Evaluation: Performance of Running LLMs with Ollama on Nvidia A40 GPU Server



Test Environment and Configuration

Here’s the detailed specification of the Nvidia A40 hosting server used in our tests:

Server Configuration:

CPU: Dual 18-Core E5-2697v4 (36 cores, 72 threads)
RAM: 256GB
Storage: 240GB SSD + 2TB NVMe + 8TB SATA
Network: 100Mbps-1Gbps connection
OS: Windows 11 Pro

GPU Details:

GPU: Nvidia A40
Compute Capability: 8.6
Microarchitecture: Ampere
CUDA Cores: 10,752
Tensor Cores: 336
GPU Memory: 48GB GDDR6
FP32 Performance: 37.48 TFLOPS

With ultra-high vRAM(48GB) ensures that the A40 Server can run 70b models.

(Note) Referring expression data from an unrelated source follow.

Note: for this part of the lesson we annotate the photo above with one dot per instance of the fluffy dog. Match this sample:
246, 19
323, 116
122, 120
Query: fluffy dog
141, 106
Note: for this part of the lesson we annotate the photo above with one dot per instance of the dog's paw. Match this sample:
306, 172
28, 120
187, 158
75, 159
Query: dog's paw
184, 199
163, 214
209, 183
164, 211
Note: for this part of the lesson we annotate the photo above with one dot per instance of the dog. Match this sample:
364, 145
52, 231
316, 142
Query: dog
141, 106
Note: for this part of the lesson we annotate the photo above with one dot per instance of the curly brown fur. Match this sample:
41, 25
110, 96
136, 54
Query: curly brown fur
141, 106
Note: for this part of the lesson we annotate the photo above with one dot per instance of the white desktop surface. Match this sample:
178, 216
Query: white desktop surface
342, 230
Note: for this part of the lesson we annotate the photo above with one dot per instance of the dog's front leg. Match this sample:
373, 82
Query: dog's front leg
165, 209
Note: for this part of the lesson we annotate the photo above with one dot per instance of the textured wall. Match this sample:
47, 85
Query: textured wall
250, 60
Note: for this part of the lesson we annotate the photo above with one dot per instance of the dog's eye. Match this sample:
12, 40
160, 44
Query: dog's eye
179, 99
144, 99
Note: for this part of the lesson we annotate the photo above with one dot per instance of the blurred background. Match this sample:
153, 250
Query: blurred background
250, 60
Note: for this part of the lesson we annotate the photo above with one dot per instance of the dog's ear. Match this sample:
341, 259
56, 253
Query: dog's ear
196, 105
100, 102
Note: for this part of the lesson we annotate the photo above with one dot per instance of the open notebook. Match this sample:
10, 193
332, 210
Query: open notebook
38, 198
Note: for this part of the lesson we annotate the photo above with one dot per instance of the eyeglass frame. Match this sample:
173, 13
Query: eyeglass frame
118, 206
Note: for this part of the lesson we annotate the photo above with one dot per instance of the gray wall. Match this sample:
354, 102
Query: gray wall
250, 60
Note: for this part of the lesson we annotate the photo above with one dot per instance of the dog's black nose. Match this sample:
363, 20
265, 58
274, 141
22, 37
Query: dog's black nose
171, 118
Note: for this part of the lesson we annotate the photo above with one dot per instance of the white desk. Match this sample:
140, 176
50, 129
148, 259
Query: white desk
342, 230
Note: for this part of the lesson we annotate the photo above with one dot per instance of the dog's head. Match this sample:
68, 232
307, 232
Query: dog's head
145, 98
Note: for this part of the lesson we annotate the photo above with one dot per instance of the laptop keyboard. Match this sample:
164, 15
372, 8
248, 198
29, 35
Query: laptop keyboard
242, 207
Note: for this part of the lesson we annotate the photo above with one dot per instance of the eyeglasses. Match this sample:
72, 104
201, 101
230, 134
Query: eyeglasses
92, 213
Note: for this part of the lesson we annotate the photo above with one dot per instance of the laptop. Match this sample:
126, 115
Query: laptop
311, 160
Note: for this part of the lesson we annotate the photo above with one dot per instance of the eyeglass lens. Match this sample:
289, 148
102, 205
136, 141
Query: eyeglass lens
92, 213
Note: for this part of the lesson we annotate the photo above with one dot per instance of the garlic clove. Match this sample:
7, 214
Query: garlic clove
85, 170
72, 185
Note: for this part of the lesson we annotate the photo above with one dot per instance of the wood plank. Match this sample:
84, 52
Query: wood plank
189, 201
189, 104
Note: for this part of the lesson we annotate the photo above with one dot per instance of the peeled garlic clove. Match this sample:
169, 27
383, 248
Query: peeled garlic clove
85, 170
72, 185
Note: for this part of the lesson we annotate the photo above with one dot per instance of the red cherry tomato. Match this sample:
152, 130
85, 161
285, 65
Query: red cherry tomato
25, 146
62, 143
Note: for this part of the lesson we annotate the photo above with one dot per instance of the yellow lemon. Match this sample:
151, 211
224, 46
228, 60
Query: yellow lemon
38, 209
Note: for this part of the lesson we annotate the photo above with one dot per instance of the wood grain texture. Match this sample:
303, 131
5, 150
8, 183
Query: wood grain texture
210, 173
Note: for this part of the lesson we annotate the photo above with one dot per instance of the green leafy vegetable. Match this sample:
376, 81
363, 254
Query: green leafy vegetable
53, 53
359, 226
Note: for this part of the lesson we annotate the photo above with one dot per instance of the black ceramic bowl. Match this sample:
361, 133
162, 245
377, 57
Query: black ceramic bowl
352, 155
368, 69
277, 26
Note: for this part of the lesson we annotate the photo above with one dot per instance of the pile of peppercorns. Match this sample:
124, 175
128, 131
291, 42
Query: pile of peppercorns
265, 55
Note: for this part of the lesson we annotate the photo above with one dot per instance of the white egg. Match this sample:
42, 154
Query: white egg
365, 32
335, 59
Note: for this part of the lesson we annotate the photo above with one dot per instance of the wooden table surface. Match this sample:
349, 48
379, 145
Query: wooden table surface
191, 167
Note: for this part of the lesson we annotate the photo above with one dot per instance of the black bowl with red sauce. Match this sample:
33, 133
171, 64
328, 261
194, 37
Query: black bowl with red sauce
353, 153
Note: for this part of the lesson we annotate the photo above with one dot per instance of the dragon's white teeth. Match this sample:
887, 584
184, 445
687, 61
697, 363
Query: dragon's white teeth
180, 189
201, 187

LLMs Reasoning Tested on Ollama with A40

The tests included various models, such as Meta's LLaMA series (70b, 34b, etc.), Qwen series (32b, 72b), and others like Llava and Gemma2. Each model was run with 4-bit quantization to optimize memory and performance, testing the following language models:

Llama2 (70B)
Llama3 (70B)
Llama3.1 (70B)
Llama3.3 (70B)
Qwen (32B, 72B)
Qwen2.5 (14B, 32B, 72B)
Gemma2 (27B)
Llava (34B)
QWQ (32B)

Benchmark Results: Ollama GPU A40 Performance Metrics

The Nvidia A40 performed well, particularly with medium-sized models. Key metrics are summarized below:

Models	llama2	llama3	llama3.1	llama3.3	qwen	qwen	qwen2.5	qwen2.5	qwen2.5	gemma2	llava	qwq
Parameters	70b	70b	70b	70b	32b	72b	14b	32b	72b	27b	34b	32b
Size	39GB	40GB	43GB	43GB	18GB	41GB	9GB	20GB	47GB	16GB	19GB	20GB
Quantization	4	4	4	4	4	4	4	4	4	4	4	4
Running on	Ollama0.5.4	Ollama0.5.4	Ollama0.5.4	Ollama0.5.4	Ollama0.5.4	Ollama0.5.4	Ollama0.5.4	Ollama0.5.4	Ollama0.5.4	Ollama0.5.4	Ollama0.5.4	Ollama0.5.4
Downloading Speed(mb/s)	11	11	11	11	11	11	11	11	11	11	11	11
CPU Rate	2%	2%	3%	2%	3%	17-22%	2%	2%	30-40%	3%	3%	2%
RAM Rate	3%	3%	3%	3%	3%	3%	3%	3%	3%	3%	3%	4%
GPU UTL	98%	94%	94%	94%	90%	66%	83%	92%	42-50%	89%	94%	90%
Eval Rate(tokens/s)	13.52	13.15	12.09	12.10	24.88	8.46	44.59	23.04	5.78	29.17	25.84	23.11

A video to record real-time A40 gpu server resource consumption data:

Screen shoots: Click to enlarge and view

Key Insights

1. Upper Limits of A40's Processing Capability

Nvidia A40's 48GB memory allows stable operation of models up to 70 billion parameters (e.g., LLaMA2 and LLaMA3). At this scale, GPU utilization reached 94%-98%, with an evaluation rate of 12-13 tokens/s.
However, for models like Qwen:72b, despite sufficient memory, the evaluation rate dropped significantly to 8.46 tokens/s, indicating the GPU's performance ceiling. This suggests that the A40 is not ideal for sustained operations of ultra-large models (72b or higher).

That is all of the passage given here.